I wasn't sure what I was letting myself in for when I agreed to review the Griffin* SeeSaw but I breathed a sigh of relief when I realised that it's basically a tabletop stand for your iPad. The premise is deceptively simple. The SeeSaw turns the iPad 2, 3 and 4 into a stable yet portable workstation. Now that's a pretty clever idea.
Griffin Technology created the SeeSaw (£29.99) as a lightweight, portable case with a built-in carrying handle. It transforms your iPad into a personal or group tabletop workstation that is steady and stable for viewing, tapping and typing. Incredibly easy to hold, carry and use, it can quickly be switched between portrait and landscape orientation, retaining full accessibility to ports, cameras, speakers and controls. SeeSaw is also made of nonporous material, making it easy to keep clean. The SeeSaw is compatible with iPad generations 2, 3 & 4 and is available in pool blue or citron colours.
We loved this. It turned my husband's iPad into something that my kids could use with confidence. They used the SeeSaw while watching movies without having to create a mountain of pillows to keep the iPad propped up, and they were also able to use the iPad in comfort at my desk without hunching over or resting their chins in their hands. It's the sort of item that makes you wonder how you did without it, and I'd recommend it wholeheartedly to any parent whose heart flutters every time they hand their iPad to a small, clumsy person. I should add that the day we took our iPad out of this, one of my children accidentally dropped it on the kitchen floor and the screen cracked. Proof indeed that investing in one of these would be a wise move.
We also tried out Griffin's No. 2 Pencil Stylus (£19.99) which is a handy tool for writing, sketching and tapping on any touchscreen. It claims to modernise 'the most iconic writing instrument of all time' (that's a pencil to you and I) as a stylus that's compatible with all touch screens. The high-sensitivity rubber tip is designed to mimic a finger without leaving behind fingerprints or smudges. It has the same shape, length and weight of a classic pencil and its hexagonal cross section means it won’t roll off a desk.
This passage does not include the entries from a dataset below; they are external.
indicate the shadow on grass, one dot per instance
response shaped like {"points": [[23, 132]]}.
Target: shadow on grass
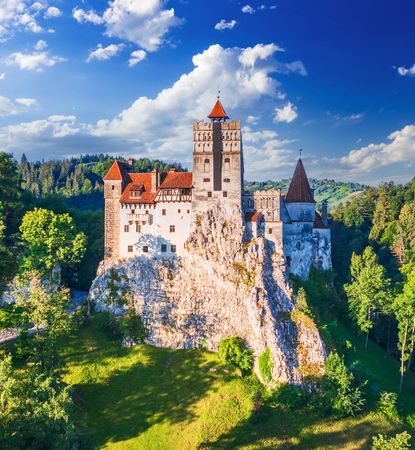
{"points": [[151, 386]]}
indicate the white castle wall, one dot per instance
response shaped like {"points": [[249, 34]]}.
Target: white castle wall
{"points": [[154, 228]]}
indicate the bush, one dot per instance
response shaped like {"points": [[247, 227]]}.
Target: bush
{"points": [[342, 397], [265, 365], [234, 350], [399, 442], [292, 397], [132, 327], [387, 404]]}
The stylus was of much less use to us than the SeeSaw, mainly because my children just don't have much reason to use a stylus. All the games they play on the iPad or on their kindles require nothing more technical than a finger, of which they have several. And fingers have the added bonus of being free! Having said that, the kids adored the look and feel of this, and it's the sort of thing that is never to be found in our house no matter where I leave it because they constantly swipe it to play with, using it as everything from a magic wand to a pretend spy pencil. If you have the need for a stylus then I imagine that this would be a pretty cool option, but in our house it was more of a gimmick than a must-have gadget.